Combination of results
Hub genes SNP network and their first neighbors, the hub genes from the ‘differentially expressed in GF mice’-network and their respective first neighbors, genes found in both Mills et al. (2020) and other mouse QTL studies, closest genes to a SNP found in Mills et al. (2020), genes situated in the 20 smallest intervals, six genes in the two intervals with the lowest P values, twenty genes in intervals found in most different taxa, genes situated in the region with most overlap within our study, and finally the genes situated in the intervals that most frequently overlapped with other studies were combined into on gene set and analyzed with STRING. Genes situated in the same genomic locus were curated according to the number of edges in the STRING network.

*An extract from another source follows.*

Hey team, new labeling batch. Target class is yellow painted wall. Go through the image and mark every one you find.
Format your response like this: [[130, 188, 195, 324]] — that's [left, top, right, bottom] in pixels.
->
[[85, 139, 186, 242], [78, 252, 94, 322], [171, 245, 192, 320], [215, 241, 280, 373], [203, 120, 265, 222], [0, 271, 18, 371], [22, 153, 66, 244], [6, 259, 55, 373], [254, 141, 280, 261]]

Data and code availability
DNA- and RNA-based 16S rRNA gene sequences are available under project accession number PRJNA759194. Code is available at https://github.com/sdoms/mapping_scripts.
Supplementary Materials
Suppl. Fig 1-14, Suppl. Table 1: Heritability estimates, Suppl. Table 2: Genome-wide significant associations, Suppl. Table 3: Study-wide significant associations, Suppl. Table 4: Intervals smaller than 1Mb, Suppl. Table 5: Over-represented KEGG pathways, Suppl. Table 6: IBD genes, Suppl. Table 7: Candidate genes.
Author contributions
Conceptualization: L.M.T., S.I., A.F., and J.F.B; Methodology: L.M.T, J.F.B., S.D., S.I., A.F., and A.K.; Software: S.D., M.R., and L.M.T; Validation: S.D., M.R., A.K., and L.M.T.; Formal Analysis: S.D., M.R., A.K., and L.M.T; Investigation: S.D. and L.M.T.; Resources: S.D., H.F., and C.C; Writing - Original Draft: S.D.; Writing - Review & Editing: S.D., L.M.T, and J.F.B; Visualization: S.D. and L.M.T; Supervision: L.M.T., A.F., and J.F.B.; Project Administration: J.F.B.; Funding Acquisition: A.F., L.M.T, and J.F.B.
Conflicts of Interest
The authors declare no conflict of interest.
Supplementary figures
Acknowledgments
We thank Diethard Tautz for generous support of mouse breeding and Camilo Medina and the MPI-Plön mouse team for performing mouse husbandry, and Katja Cloppenborg-Schmidt and Dr. Sven Künzel for their excellent technical assistance. We thank Mathieu Groussin for assistance with cospeciation rate data. Research funding for this project was provided by the Deutsche Forschungsgemeinschaft Collaborative Research Center 1182, ‘Origin and Function of Metaorganisms’ (J.F.B. and A.F.) and TU 500/2-1 to L.M.T, and by the Max Planck Society (to D. Tautz).